Anton Diffring
Anton Diffring was a character actor who worked continuously in motion pictures due to his aristocratic face and cool, clipped diction, making him ideal for typecasting in British and later American motion pictures as Nazis and other vile, despicable characters. What was ironic about his typecasting as a Nazi is that Diffring, born in Koblenz, Germany, on October 20, 1916, fled Nazi Germany in 1939.
He was the son of Bertha (Diffring) and Solomon/Samuel Pollack, a Jewish shop owner. He was born into a family that boasted generations of actors, and studied drama in Berlin and Vienna. At the outbreak of World War II, he fled Germany and wound up in Canada, where he was interned as an enemy alien for the duration of the war.

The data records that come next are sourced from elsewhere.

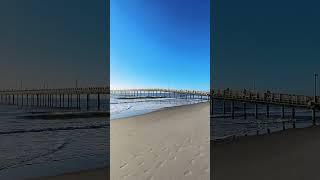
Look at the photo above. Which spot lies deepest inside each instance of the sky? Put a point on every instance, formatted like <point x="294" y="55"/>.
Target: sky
<point x="57" y="41"/>
<point x="160" y="44"/>
<point x="275" y="44"/>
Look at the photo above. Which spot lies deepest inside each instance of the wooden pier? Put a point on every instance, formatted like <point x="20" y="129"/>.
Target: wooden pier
<point x="80" y="98"/>
<point x="265" y="100"/>
<point x="67" y="98"/>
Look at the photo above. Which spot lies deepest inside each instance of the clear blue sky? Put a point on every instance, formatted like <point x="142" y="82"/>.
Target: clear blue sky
<point x="276" y="43"/>
<point x="57" y="41"/>
<point x="160" y="44"/>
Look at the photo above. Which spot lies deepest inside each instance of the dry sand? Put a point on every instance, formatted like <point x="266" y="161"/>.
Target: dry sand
<point x="170" y="144"/>
<point x="292" y="154"/>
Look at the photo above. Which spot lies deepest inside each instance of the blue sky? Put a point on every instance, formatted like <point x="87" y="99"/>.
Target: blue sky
<point x="160" y="44"/>
<point x="274" y="43"/>
<point x="56" y="41"/>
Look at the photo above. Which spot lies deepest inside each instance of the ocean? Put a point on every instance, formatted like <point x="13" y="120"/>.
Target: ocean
<point x="223" y="126"/>
<point x="34" y="142"/>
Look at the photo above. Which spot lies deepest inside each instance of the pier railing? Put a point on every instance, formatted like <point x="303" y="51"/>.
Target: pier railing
<point x="88" y="98"/>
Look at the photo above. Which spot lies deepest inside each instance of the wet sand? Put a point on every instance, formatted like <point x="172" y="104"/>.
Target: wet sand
<point x="168" y="144"/>
<point x="292" y="154"/>
<point x="97" y="174"/>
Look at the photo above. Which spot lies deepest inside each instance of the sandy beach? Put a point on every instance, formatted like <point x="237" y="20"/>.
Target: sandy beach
<point x="168" y="144"/>
<point x="292" y="154"/>
<point x="96" y="174"/>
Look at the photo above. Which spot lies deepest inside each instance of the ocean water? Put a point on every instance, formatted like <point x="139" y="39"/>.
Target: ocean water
<point x="35" y="147"/>
<point x="223" y="126"/>
<point x="121" y="108"/>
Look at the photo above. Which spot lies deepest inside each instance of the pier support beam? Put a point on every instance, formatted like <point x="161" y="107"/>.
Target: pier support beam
<point x="88" y="101"/>
<point x="256" y="111"/>
<point x="98" y="102"/>
<point x="314" y="117"/>
<point x="245" y="110"/>
<point x="232" y="109"/>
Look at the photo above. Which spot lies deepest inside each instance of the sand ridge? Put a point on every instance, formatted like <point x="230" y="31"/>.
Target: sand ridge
<point x="168" y="144"/>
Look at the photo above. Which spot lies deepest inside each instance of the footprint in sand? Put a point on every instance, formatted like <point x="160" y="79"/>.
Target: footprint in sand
<point x="141" y="164"/>
<point x="198" y="154"/>
<point x="173" y="158"/>
<point x="187" y="173"/>
<point x="150" y="178"/>
<point x="165" y="149"/>
<point x="123" y="165"/>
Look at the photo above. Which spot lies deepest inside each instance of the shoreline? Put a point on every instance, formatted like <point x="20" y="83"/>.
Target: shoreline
<point x="96" y="174"/>
<point x="171" y="143"/>
<point x="156" y="110"/>
<point x="181" y="155"/>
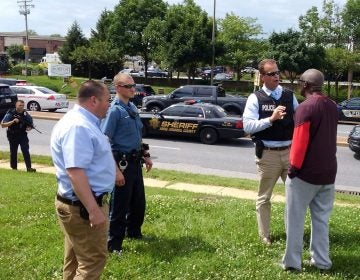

It was in Canada where he began his acting career after World War II, working primarily there and in the US before moving to Britain in 1950.
He became popular playing Nazis in the postwar period, as the British film industry turned out film after film about the war, which created a great demand for actors who could convincingly play Nazis, the nastier the better. Diffring could play nasty, and his career as a character actor soared. He was still going at it in the 1960s, when he began appearing in American and international co-productions as German soldiers from both WW I and WW II, including The Blue Max (1966), Counterpoint (1967) and that Turner Network Television staple, Where Eagles Dare (1968). He was still going at it in the 1970s and 1980s, as he continued a nearly 40-year-long acting career that was terminated only by his death.
He was a much better actor than most of his roles required. Diffring broadened his range as an actor with stage and television work, but the movies continually beckoned, as casting agents were hooked on him when it came to Nazi roles. It was that face that did it; it was both his blessing and his curse. He had the light hair, the piercing blue eyes and the chiseled face of the haughty aristocrat, the German Junker, but it was a face that could telegraph much in the few seconds that was the average shot of a motion picture. As a character actor, he got much done with less (time).
In François Truffaut's Fahrenheit 451 (1966) he was cast in all likelihood as a counterpart to the Austrian actor Oskar Werner, so that Werner's own Teutonicness in the English setting wouldn't be as arch. He excelled as Werner's nemesis, as he could create a mood or signal an entire story line with just a look; dialog didn't matter (he likely would have been a superstar in silent films, when it was "the faces" that mattered).
Diffring tried to break out of those silken villain roles, moving to Rome in 1968, but producers turned to him again and again to fill their needs for a foreign heavy. He appeared as one of the most infamous Nazis of all, Adolf Hitler's hangman Reinhard Heydrich, in Operation: Daybreak (1975), and as Hitler's foreign minister Joachim von Ribbentrop in the American mini-series The Winds of War (1983). It made him a good living and it made him known, even if it did not fulfill his artistic ambitions.
What made his career such a success in terms of its longevity and fecundity was that Diffring was an actor who was enjoyable to watch. From Jack Clayton's I Am a Camera (1955) to Terence Fisher's The Man Who Could Cheat Death (1959), from Samuel Fuller's Tatort: Tote Taube in der Beethovenstraße (1972) to Ken Russell's Valentino (1977), Diffring gave memorable performances, sandwiched in with all the Nazi heavies one career could possibly bear.
Anton Diffring died at his home in Chateauneuf-de-Grasse, France, on May 20, 1989. He was 72 years old.